Here's my code to retrieve details, the variables holding retrieved values are echoed in their respective fields in the form.
<?php
include("connect.php");
$results = $conn->query("SELECT username, first_name,last_name, email,phone,address FROM users WHERE email='$user_logged'");
while ($row = $results->fetch_assoc()) {
$u_name = $row['username'];
$f_name = $row['first_name'];
$l_name = $row['last_name'];
$email = $row['email'];
$phone = $row['phone'];
$address = $row['address'];
}
$results->free();
$conn->close();
?>
It's not checking for empty fields. Functions test_input and preg_match do not work alsko. The form just submits and database gets updated.
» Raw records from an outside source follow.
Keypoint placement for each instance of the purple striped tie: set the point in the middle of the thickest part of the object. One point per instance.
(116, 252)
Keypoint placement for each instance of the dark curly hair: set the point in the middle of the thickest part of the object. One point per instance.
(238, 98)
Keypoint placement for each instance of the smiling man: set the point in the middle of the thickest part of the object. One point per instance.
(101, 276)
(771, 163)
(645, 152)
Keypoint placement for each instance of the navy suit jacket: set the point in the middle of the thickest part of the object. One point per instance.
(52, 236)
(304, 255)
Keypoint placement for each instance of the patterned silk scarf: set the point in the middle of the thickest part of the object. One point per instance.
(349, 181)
I have spent 2 days going through to look for where the error might be but I can't detect it.
<?php
$user_logged = $_SESSION['logged_in'];
if (isset($_POST['btnUpdate'])) {
include("connect.php");
$phoneErr = $f_nameErr = $l_nameErr = "";
$user_email = $first_name = $last_name = $phone_upadate = $address_updated = "";
if (empty($_POST["fname"])) {
$f_nameErr = "First Name is required";
} else {
$first_name = test_input($_POST["fname"]);
if (!preg_match("/^[a-zA-Z ]*$/", $first_name)) {
$f_nameErr = "Only letters and white space allowed";
}
}
if (empty($_POST["lname"])) {
$l_nameErr = "Last Name is required";
} else {
$last_name = test_input($_POST["lname"]);
if (!preg_match("/^[a-zA-Z ]*$/", $last_name)) {
$l_nameErr = "Only letters and white space allowed";
}
}
if (empty($_POST["phone"])) {
$phoneErr = "Phone No is required";
} else {
$phone_upadate = test_input($_POST['phone']);
if (!preg_match("/^[0-9]{0,18}$/", $phone_upadate)) {
$phoneErr = "Only numbers and white space allowed";
}
}
$user_email = $_POST['email'];
$address_updated = $_POST['txtaddress'];
$results = $conn->query("UPDATE users SET
first_name='$first_name',last_name='$last_name',
email='$user_email',phone='$phone_upadate',
address='$address_updated'
WHERE email='$user_logged'");
if ($results) {
header("Location: edit-info.php");
} else {
print 'Error : (' . $conn->errno . ') ' . $conn->error;
}
}
function test_input($data)
{
$data = trim($data);
$data = stripslashes($data);
$data = htmlspecialchars($data);
return $data;
}
?>
Here is my html code
<form action="edit-info.php" method="POST">
<?php $username_error="can't be changed"; ?>
<p>Username</p>
<p><input type="text" name="username" id="txtuser" value="<?php echo $u_name; ?>" readonly></input><span id="error"><?php echo $username_error?></span></p>
<p>First Name</p>
<p><input type="text" name="fname" id="txtuser" value="<?php echo $f_name; ?>"></input><span id="error"><?php echo $f_nameErr;?></span></p>
<p>Last Name</p>
<p><input type="text" name="lname" id="txtuser" value="<?php echo $l_name; ?>" ></input><span id="error"><?php echo $l_nameErr;?></span></p>
<p>Email</p>
<p> <input type="text" name="email" id="txtuser" value="<?php echo $email; ?>" readonly></input><span id="error"><?php echo $f_nameErr;?></span></p>
<p>Phone</p>
<p><input type="text" name="phone" id="txtuser" value="<?php echo $phone; ?> " ></input></p>
<span id="error"><?php echo $phoneErr;?></span>
<p>Address</p>
<p><textarea id="txtaddress" name="txtaddress" cols="40" rows="10" ><?php echo $address; ?></textarea></p>
<p><input type="submit" name="btnUpdate" value="UPDATE" /></p>
</form>
You need to check the values of $phoneErr, $f_nameErr, $l_nameErr before you proceed UPDATE like this
if(empty($phoneErr) && empty($f_nameErr) && empty($l_nameErr)){
$results = $conn->query("UPDATE users SET first_name='$first_name',last_name='$last_name', email='$user_email',phone='$phone_upadate',address='$address_updated' WHERE email='$user_logged'");
}
Because when you have any validation error in empty or preg_match you are updating these values. And without checking these $phoneErr, $f_nameErr, $l_nameErr variables you are proceeding to UPDATE
You could try replacing
"/^[a-zA-Z ]*$/"
with
"/^[a-zA-Z ]+$/"
Notice we are replacing the multiplication sign with a summation sign.